Na wniosek starosty włodawskiego przygotowano projekt rekultywacji wyrobiska po kopalni piasku. Zawiera on propozycję utworzenia tam obiektu ekologicznego ze ścieżkami dydaktycznymi.
Głośna sprawa rekultywacji wyrobiska po kopalni piasku ma związek z planem wwozu do Włodawy miliona ton łupka powęglowego. Po pozytywnym zaopiniowaniu na wiosnę br. wniosku przez gospodarza miasta (jak zapewnia burmistrz – z konieczności i bez możliwości znalezienia podstaw do odmowy), starosta wznowił postępowanie. Zlecił m.in. przygotowanie Projektu rekultywacji wyrobiska po kopalni kruszywa „Włodawa I” w kierunku przyrodniczo-dydaktycznym. Ten kilkunastostronicowy dokument zawiera propozycje rozwiązań, które z jednej strony uniemożliwią wwóz łupka do tej kopalni, a z drugiej – spowodują, że obiekt ten stanie się cenny przyrodniczo i turystycznie.

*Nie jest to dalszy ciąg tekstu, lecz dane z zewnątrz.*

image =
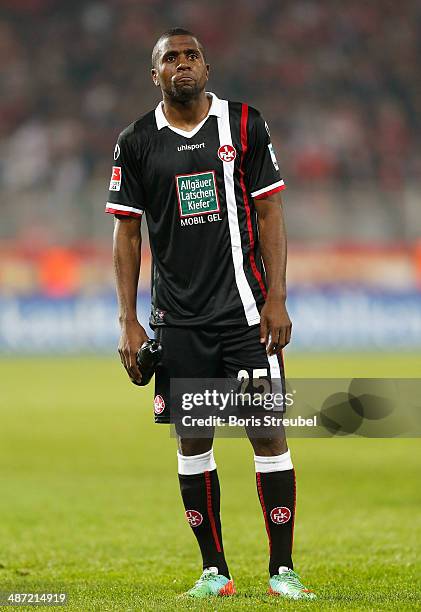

W dokumencie czytamy m.in. o „zatrzęsieniu” występowania tam różnorakich gatunków fauny i flory. Szczególne bogactwo wstępuje wśród ptaków. Fachowcy naliczyli tam co najmniej kilkadziesiąt gatunków ptaków. Mają tam swoje miejsca lęgowe m.in.: cierniówka, dzwoniec, kokoszka, potrzos, trzciniak, trznadel, potrzeszcz, zaganiacz, zięba.
Obszar ten, mimo iż stanowi sztuczną, poprzemysłową formę terenu, przez lata nieużytkowania uległ samoistnej renaturalizacji i mimo iż wciąż znajduje się we wczesnym stadium sukcesji, już obecnie stanowi obszar o dużym zróżnicowaniu siedlisk i dużej liczbie występujących tu roślin i zwierząt. Stwierdzono tu łącznie 32 gatunki zwierząt chronionych (w tym 5 gatunków „naturowych”) oraz 2 gatunki roślin chronionych (..) ich ilość i zróżnicowanie pozwalają określić ten obszar już teraz jako lokalną ostoję przyrodniczą, stanowiącą ogniwo zwiększające bioróżnorodność otaczających je terenów rolniczych. Przewiduje się, że w kolejnych latach, w miarę postępującej sukcesji, znaczenie przyrodnicze tego obszaru będzie rosło – pod warunkiem utrzymania istniejących tu obecnie warunków siedliskowych – czytamy w dokumencie datowanym na listopad 2016.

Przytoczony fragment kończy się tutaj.